Chief Executive Luigi Lovaglio is working to launch the new share issue in the middle of October, soon after national elections but before a new government is formed. It will be the seventh cash call in 14 years for MPS.

Stagflation fears roiling financial markets complicate Lovaglio's task, with MPS unable to offer a sufficient discount on its new shares after it lost 60% of its market value this year.

Lovaglio, a respected former UniCredit executive whom the Treasury recruited in February after failing to sell MPS to UniCredit, has secured a pre-underwriting accord with a group of eight banks led by Bank of America, Citi, Credit Suisse and Mediobanca.

The underwriters have the right to walk away if feedback from investors is negative. A person close to the consortium said the banks would assess the market situation after investor meetings Lovaglio is due to hold in London next week.

MPS' commercial partners, asset manager Anima Holding and insurer AXA, are open to discussing providing capital to the Tuscan bank in exchange for a strengthening of their commercial agreements, people familiar with the matter have said.

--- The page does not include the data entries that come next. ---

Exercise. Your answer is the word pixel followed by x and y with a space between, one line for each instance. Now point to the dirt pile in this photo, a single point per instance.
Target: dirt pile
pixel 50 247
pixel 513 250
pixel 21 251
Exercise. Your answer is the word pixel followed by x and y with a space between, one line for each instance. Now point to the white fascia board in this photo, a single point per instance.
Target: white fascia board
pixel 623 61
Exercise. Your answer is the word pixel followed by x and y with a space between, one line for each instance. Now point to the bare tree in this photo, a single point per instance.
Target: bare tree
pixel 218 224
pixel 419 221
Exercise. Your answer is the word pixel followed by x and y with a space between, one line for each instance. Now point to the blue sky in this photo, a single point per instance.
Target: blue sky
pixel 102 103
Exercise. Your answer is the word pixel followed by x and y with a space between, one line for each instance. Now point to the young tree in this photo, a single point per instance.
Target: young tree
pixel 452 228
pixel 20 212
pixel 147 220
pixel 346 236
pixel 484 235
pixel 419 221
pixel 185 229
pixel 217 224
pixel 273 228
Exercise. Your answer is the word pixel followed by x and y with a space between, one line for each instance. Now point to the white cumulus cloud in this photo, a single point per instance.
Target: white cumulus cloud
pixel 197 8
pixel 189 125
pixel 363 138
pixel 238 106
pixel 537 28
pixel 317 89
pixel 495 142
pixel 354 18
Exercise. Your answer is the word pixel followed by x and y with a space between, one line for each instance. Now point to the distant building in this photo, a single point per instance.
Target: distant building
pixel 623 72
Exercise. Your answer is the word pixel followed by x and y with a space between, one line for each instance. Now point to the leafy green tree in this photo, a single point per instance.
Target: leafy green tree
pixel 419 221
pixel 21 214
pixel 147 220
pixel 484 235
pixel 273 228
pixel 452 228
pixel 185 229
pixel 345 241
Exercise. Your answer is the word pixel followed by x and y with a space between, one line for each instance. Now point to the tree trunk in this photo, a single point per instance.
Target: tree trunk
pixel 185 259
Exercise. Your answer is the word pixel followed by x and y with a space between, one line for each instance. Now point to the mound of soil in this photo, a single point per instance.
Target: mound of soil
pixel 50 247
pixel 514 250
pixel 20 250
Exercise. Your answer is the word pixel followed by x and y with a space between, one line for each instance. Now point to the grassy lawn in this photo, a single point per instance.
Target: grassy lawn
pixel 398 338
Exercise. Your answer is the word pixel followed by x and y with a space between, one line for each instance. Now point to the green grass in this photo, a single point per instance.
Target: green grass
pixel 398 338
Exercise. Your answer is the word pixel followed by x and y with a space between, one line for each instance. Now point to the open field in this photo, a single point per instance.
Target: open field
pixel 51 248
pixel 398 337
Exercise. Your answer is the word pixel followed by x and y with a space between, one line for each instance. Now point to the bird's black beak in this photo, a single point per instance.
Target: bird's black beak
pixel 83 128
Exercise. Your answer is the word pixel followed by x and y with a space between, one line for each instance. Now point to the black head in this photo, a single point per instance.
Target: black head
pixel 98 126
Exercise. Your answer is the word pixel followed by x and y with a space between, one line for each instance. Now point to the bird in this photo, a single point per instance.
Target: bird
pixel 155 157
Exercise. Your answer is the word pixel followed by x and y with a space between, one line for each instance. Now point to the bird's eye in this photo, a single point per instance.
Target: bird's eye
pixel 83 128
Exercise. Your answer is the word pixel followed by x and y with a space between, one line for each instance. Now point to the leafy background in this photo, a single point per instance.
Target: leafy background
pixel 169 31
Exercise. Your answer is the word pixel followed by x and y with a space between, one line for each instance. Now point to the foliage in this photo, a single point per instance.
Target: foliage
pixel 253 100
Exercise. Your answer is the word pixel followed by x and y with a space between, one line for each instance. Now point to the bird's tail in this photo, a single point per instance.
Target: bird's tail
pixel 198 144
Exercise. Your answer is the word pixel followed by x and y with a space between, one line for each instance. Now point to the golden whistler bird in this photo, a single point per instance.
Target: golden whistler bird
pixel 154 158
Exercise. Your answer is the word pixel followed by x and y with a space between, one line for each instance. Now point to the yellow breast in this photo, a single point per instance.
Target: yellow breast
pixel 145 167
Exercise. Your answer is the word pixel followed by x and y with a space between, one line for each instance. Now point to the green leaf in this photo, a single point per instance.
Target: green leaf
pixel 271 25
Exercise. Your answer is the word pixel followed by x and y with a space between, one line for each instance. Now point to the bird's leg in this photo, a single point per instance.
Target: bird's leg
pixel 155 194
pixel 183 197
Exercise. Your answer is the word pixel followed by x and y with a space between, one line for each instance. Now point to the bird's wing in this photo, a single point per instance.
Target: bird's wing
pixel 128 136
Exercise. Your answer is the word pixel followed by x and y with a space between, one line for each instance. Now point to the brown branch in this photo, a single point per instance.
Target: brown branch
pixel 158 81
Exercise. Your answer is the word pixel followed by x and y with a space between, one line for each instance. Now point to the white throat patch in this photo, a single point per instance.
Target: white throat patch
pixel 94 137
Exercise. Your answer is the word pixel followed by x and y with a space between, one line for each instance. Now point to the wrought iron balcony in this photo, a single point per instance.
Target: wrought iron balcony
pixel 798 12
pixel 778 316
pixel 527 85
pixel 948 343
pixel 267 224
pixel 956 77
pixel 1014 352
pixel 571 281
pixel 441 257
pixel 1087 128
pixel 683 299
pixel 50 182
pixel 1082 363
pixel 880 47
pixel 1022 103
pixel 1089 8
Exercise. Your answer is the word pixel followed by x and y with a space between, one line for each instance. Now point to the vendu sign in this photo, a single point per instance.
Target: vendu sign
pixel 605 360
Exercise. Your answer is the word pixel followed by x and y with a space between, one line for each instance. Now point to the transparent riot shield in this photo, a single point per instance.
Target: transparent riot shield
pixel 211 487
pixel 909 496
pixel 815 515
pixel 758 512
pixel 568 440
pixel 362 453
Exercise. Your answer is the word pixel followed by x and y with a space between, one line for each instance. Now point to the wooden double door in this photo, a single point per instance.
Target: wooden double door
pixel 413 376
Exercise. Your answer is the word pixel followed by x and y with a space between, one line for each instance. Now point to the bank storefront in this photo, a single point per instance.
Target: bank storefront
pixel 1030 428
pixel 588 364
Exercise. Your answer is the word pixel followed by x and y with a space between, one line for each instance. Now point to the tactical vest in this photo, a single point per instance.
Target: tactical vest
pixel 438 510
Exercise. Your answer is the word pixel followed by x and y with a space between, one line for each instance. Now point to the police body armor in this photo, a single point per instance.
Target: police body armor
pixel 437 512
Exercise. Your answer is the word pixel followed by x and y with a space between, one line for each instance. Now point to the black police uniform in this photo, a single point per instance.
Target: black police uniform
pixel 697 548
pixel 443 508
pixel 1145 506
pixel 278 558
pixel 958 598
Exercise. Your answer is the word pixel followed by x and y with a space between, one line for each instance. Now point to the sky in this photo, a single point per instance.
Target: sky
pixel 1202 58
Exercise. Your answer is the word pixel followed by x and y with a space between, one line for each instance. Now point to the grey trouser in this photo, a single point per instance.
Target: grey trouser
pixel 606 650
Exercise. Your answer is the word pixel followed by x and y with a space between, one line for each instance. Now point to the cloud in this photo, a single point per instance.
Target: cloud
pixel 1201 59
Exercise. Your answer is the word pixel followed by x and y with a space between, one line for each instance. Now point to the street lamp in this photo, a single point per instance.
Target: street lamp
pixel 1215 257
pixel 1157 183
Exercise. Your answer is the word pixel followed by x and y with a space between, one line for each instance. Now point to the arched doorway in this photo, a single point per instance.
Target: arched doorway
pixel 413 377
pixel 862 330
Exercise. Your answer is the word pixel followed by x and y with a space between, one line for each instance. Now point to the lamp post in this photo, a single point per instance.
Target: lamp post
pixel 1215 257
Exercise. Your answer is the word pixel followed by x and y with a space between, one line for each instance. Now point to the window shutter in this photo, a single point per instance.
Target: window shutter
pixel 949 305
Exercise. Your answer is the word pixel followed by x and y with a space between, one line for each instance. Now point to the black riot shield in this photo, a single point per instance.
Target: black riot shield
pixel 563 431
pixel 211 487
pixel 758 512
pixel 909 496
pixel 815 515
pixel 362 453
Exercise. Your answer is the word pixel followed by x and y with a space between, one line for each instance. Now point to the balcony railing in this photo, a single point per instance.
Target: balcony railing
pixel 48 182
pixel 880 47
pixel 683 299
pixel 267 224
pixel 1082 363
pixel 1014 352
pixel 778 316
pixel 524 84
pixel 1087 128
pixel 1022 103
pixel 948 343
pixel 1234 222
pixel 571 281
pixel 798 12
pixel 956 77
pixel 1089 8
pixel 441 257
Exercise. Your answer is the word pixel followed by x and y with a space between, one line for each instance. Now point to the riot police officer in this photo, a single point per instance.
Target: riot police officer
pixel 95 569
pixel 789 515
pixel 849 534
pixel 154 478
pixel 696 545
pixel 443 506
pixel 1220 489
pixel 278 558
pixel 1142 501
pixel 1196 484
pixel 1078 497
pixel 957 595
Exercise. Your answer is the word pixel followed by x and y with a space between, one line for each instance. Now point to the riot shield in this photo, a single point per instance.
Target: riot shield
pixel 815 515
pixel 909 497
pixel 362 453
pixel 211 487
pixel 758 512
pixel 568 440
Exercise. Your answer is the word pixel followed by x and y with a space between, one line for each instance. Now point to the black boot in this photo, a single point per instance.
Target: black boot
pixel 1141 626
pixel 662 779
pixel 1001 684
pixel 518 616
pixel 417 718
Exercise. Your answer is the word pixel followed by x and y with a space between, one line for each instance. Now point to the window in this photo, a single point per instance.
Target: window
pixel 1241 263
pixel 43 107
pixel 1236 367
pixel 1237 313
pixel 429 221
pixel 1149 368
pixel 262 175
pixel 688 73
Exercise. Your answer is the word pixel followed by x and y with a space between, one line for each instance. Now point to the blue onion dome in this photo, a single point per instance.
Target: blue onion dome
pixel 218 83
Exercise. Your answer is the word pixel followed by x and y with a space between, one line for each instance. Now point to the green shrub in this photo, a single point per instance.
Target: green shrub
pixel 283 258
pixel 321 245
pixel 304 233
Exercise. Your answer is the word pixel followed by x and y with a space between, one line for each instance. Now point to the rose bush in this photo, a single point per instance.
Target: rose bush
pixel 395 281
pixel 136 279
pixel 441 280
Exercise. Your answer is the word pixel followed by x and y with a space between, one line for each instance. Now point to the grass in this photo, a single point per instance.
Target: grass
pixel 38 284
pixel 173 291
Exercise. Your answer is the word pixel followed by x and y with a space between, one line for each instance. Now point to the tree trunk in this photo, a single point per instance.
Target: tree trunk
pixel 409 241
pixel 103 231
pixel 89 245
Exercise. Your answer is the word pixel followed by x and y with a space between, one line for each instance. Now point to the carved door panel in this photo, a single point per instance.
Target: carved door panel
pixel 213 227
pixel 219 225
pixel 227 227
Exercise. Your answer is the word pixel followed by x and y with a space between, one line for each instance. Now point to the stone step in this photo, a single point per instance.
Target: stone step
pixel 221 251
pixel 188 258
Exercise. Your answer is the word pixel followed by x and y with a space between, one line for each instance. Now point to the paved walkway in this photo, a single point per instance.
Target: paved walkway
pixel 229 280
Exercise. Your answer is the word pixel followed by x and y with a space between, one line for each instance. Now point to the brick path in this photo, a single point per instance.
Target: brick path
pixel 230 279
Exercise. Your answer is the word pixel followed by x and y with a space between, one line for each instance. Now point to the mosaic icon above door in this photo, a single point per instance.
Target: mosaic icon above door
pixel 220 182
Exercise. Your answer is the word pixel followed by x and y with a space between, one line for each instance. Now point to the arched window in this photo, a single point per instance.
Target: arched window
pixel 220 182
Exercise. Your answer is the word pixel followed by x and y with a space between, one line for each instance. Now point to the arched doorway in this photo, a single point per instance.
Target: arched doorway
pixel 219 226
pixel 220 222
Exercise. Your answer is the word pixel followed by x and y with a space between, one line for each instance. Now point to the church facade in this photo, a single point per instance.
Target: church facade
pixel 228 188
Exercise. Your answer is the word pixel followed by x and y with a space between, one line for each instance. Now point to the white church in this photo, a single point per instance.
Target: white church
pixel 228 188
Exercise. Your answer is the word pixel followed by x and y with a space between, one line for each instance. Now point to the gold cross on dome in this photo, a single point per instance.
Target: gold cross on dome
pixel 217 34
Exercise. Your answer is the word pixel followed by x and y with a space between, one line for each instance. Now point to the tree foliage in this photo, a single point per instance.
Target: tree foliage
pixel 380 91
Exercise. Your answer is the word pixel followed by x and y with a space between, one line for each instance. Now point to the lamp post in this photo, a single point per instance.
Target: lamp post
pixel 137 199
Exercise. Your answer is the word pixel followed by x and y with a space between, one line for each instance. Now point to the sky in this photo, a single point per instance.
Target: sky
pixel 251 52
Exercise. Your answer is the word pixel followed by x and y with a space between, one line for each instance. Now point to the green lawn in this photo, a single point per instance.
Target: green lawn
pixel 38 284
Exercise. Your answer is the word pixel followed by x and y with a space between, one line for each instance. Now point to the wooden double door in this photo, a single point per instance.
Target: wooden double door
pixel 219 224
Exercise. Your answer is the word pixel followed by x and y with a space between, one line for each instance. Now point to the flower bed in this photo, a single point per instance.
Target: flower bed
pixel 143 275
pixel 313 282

Anima could be willing to contribute up to 250 million euros, one of the people said. News of Anima's support have lifted MPS shares this week and its subordinated bonds, which had been hit by fears of conversion into equity.

Lovaglio has refrained so far from tabling discussions with either Anima or AXA because stronger commercial ties would make it harder for MPS to seek a merger partner in the future to allow Rome to cut its stake.

After the collapse of the UniCredit talks, the Treasury has secured from the European Union a years-long extension of an end-2021 deadline to re-privatise MPS.